This small and delicate alabaster piece intended for worship must be classified among the Italian-inspired models carried out by Spanish Renaissance sculptors in the cities of Burgos, Valladolid and Toledo in the first half of the 16th century. In fact, this piece reminds of the Florentine Quattrocento prototypes and the models by Donatello o Mino da Fiesole and, above all, to those by the Della Robbia family (Lucca, Andrea, Giovanni, etc.) that become very popular in mid-15th century. From this Virgin and Child prototype a great number of pieces in enameled terracotta were created, also intended for worship and with slight variations mainly related to the different positions and attitude of the child and how the Virgin holds him.
The piece of work we are analyzing now undoubtedly show high-quality skills a careful technical performance in the carving of the stone and also a search for refinement and Italian-style artistic beauty. The result is a serene, elegant and balanced composition: The winding carving gives movement and depth by using relief gradation and there is also the suggestive little angel standing out under the Virgin's mantle on the lower part of the piece.

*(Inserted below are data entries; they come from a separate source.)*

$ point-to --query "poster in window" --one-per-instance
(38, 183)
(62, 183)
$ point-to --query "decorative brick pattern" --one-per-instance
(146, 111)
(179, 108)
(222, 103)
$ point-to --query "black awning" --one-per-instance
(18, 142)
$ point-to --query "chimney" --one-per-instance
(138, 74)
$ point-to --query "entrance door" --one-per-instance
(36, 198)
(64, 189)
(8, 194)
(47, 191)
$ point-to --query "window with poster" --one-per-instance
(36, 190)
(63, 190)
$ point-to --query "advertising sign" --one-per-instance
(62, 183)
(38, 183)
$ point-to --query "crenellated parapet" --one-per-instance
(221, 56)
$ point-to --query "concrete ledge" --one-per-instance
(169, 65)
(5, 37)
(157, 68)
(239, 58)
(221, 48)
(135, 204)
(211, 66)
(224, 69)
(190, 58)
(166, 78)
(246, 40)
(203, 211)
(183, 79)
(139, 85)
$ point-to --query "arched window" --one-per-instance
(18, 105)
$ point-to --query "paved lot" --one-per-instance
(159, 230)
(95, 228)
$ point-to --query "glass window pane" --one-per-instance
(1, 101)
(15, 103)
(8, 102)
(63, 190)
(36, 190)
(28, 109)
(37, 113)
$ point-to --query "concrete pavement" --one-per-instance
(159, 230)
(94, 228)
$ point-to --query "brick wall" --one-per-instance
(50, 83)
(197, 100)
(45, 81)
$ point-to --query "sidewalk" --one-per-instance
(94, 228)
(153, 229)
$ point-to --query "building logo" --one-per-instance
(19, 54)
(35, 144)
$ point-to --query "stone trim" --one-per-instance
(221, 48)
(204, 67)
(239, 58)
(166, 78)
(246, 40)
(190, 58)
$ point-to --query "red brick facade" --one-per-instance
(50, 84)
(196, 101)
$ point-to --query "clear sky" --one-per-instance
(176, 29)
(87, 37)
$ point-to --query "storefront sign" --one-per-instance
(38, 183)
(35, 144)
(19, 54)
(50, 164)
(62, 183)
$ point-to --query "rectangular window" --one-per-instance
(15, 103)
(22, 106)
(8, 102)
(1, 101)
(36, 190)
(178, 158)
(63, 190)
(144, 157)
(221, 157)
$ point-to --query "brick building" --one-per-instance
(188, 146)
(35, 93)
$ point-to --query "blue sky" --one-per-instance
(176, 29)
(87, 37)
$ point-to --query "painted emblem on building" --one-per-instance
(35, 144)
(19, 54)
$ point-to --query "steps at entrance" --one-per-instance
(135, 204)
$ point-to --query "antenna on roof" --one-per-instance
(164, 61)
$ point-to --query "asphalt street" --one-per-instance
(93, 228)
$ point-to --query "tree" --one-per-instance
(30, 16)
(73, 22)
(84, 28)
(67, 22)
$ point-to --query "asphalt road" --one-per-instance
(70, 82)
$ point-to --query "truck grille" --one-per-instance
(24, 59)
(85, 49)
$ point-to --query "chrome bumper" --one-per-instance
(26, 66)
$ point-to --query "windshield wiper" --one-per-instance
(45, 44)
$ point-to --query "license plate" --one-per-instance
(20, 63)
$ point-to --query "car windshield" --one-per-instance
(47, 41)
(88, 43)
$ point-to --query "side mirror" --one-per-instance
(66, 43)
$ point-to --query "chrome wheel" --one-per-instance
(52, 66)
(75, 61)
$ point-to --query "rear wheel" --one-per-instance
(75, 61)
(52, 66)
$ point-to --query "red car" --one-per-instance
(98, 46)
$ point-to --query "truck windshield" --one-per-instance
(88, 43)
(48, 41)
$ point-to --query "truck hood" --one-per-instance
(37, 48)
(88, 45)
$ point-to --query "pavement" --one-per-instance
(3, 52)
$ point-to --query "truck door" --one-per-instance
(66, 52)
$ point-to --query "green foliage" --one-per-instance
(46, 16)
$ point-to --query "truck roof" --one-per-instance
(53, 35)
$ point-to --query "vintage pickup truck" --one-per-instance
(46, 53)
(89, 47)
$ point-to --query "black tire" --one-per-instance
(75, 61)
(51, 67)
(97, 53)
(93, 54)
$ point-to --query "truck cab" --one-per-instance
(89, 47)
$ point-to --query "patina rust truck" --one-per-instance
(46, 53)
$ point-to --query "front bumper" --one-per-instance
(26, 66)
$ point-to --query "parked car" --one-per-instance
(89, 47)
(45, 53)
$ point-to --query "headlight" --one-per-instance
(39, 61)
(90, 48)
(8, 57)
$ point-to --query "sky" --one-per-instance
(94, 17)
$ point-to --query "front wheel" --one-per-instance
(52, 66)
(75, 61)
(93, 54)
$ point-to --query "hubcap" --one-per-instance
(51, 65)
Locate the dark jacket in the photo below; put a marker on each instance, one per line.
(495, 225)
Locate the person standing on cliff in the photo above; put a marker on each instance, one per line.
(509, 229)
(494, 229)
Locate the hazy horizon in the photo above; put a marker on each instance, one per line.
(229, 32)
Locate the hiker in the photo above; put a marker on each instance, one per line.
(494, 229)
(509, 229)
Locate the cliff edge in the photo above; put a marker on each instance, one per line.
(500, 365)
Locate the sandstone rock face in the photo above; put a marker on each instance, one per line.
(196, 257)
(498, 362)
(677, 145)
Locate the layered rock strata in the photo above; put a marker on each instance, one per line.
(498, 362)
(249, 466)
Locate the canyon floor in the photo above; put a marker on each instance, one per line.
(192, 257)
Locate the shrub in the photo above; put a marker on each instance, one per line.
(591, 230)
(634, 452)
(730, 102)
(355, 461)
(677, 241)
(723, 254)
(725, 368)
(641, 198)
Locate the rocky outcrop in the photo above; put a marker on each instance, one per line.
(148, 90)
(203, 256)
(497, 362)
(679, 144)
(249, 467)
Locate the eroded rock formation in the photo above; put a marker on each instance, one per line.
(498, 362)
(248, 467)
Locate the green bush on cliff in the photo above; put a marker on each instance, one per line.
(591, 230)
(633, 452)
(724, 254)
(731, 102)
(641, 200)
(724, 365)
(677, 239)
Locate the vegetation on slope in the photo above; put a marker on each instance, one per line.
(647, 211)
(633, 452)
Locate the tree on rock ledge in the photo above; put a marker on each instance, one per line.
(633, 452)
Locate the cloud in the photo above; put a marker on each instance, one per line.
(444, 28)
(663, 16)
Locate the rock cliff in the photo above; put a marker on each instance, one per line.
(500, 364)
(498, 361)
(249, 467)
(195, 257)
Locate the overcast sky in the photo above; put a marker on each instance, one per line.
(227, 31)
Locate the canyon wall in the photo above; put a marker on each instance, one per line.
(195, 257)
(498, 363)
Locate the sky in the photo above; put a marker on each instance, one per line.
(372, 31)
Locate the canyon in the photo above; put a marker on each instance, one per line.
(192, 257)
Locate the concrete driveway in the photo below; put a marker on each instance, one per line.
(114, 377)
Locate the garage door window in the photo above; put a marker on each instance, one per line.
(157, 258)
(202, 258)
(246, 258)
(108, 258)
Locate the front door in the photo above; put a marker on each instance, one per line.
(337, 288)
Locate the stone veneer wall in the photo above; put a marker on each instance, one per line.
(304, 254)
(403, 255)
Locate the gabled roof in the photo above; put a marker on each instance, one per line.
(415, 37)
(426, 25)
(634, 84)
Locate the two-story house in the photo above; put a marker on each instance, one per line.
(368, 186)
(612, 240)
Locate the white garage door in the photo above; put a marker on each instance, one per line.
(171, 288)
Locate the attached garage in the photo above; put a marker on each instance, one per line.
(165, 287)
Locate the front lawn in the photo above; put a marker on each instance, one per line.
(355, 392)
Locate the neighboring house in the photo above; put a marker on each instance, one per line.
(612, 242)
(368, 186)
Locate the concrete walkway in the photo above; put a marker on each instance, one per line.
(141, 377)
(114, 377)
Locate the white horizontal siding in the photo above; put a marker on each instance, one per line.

Like all the works of this type, it shows an intimate character linked to its use for private worship in small prayer rooms where delicacy, beauty, the feeling of sleepless intimacy and the deep expression of mother-soon love are the main features.
Sculptor Gregorio Bigarny, also known as Gregorio Pardo since he took her mother's last name (she belonged to an aristocrat family of Burgos), was the son of the Flemish sculptor Felipe Bigarny.